As spring began to bloom here in the CLE, so did our yard - & with all the rain we've gotten lately, it quickly became very overgrown. Mike secured a weed-whacker, but he never seemed to get around to the actual weed-whacking - so I started to get super-anxious, anticipating a text from our landlord about how we needed to take care of the lawn or risk being ticketed by the city of Cleveland.

So we argued a little, on a night when I wa spanicky & he didn't have time to do it, & as I started to get really worked up, I finally realized... hey, idiot, go do it yourself.

So I did.


I thought to myself, "Why am I waiting for my husband to do this for me? If I didn't have a husband I'd have to do this by my damn self. So go do it."

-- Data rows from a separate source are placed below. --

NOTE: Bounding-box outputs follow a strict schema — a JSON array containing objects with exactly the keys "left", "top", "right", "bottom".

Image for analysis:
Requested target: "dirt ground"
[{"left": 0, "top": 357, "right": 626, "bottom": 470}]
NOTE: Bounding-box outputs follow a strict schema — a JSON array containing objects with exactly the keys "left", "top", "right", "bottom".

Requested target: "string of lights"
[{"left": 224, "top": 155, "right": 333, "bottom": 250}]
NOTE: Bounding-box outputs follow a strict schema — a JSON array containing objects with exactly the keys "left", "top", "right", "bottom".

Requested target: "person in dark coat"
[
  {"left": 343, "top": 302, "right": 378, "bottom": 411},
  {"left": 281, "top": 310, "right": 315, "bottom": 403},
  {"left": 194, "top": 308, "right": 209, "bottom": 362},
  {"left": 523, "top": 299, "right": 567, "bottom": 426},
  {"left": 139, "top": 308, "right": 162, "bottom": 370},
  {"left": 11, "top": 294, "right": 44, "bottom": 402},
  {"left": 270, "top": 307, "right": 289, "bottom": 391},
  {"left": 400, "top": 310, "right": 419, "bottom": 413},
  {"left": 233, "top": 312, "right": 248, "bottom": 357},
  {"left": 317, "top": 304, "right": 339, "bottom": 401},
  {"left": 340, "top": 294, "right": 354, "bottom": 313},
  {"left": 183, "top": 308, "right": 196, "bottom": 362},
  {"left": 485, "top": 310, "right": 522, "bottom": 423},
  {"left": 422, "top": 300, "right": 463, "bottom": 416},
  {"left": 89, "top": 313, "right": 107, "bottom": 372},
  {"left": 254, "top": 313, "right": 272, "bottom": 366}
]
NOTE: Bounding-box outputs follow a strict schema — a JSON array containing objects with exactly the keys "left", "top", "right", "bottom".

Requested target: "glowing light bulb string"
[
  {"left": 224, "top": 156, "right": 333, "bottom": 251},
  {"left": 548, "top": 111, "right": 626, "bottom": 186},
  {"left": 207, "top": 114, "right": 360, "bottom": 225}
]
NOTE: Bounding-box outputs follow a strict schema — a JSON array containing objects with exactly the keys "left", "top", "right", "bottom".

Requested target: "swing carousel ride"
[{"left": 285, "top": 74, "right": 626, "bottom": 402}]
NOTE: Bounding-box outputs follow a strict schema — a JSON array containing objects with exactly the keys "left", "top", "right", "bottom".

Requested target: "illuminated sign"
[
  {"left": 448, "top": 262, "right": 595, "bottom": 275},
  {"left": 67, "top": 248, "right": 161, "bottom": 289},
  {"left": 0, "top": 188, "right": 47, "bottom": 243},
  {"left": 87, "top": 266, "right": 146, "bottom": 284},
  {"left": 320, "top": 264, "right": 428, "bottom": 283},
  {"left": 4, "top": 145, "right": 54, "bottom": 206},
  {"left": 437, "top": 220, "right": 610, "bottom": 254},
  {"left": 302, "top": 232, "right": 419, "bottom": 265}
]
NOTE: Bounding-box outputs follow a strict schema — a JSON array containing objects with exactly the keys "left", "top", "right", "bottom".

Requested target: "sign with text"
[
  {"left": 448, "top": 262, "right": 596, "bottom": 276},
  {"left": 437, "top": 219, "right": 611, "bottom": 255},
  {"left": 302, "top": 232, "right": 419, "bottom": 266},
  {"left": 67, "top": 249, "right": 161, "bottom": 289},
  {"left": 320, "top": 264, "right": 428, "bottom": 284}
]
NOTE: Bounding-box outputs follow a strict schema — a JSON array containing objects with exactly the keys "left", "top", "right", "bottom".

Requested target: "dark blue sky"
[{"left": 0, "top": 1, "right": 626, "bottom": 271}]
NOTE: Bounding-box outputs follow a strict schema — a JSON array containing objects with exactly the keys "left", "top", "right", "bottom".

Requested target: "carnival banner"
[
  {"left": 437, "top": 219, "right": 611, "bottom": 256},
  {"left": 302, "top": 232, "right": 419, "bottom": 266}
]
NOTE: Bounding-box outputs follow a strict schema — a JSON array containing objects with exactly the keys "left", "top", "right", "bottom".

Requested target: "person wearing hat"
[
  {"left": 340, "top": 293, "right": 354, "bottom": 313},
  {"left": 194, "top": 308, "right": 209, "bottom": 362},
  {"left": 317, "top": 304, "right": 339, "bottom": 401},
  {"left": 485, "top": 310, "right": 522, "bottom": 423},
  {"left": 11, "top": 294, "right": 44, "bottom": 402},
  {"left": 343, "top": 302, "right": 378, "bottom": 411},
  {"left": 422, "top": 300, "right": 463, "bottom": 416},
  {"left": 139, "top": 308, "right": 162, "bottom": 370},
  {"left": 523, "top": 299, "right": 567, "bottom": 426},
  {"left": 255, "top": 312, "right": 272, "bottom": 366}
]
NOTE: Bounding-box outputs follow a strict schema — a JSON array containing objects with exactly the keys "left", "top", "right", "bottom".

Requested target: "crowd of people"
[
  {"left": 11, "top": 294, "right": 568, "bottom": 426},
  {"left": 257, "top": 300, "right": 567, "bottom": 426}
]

Why did I spend so much time expecting my husband to do the yard work? I certainly don't want to do yard work - but hey, neither does he! He shouldn't have to mow (err, weed-whack) the lawn just because he's the male half of our relationship & lawn-mowing is stereotypically thought of as a male chore. And who made up that stereotype, anyway? He cooks dinner; I can mow the damn lawn.

I had no idea how to use a weed-whacker, but everyone's gotta start somewhere, right? I had to unplug the living room extension cord & use it outdoors to reach the full length of our lawn, but I figured it all out.

It was humid & I was sweating buckets, but it also felt good. I felt powerful. I felt like I was taming nature. I felt independent & capable & badass. I felt proud, looking out over our small lawn as it transformed from an unruly, overgrown disaster into a decent-looking, presentable green space.

And it was a reminder to me that, although it can be a bad thing to be too resistant to asking for help, I never want to assume that other people will do something for me - even my husband. I want to do things for myself. I want to jump into things I don't know how to do & don't want to do, just because I feel a responsibility to do them on my own - not always, but mostly. Starting with the lawn.

Did I do an awesome, excellent, perfect job? Hell, no. Even with the extension cord, I still couldn't reach a small patch of the devil strip (this is a very Akron term; what do you call it?), so I left it overgrown - but overall, things looked pretty darn good, & it was such a relief not to worry about those landlord texts anymore, to be able to walk in & out the front door without a sense of panic coursing through me when I looked at our disastrous lawn.

The next day, as I sat on the front steps & talked to my best friend by phone, I admired both my blooming clover plant & the newly manicured (OK, that's pushing it) lawn I'd handled all by myself. I felt proud as hell - & you know what? Now I'm kind of excited to do it again.

Bring it on, adulthood. I can handle this.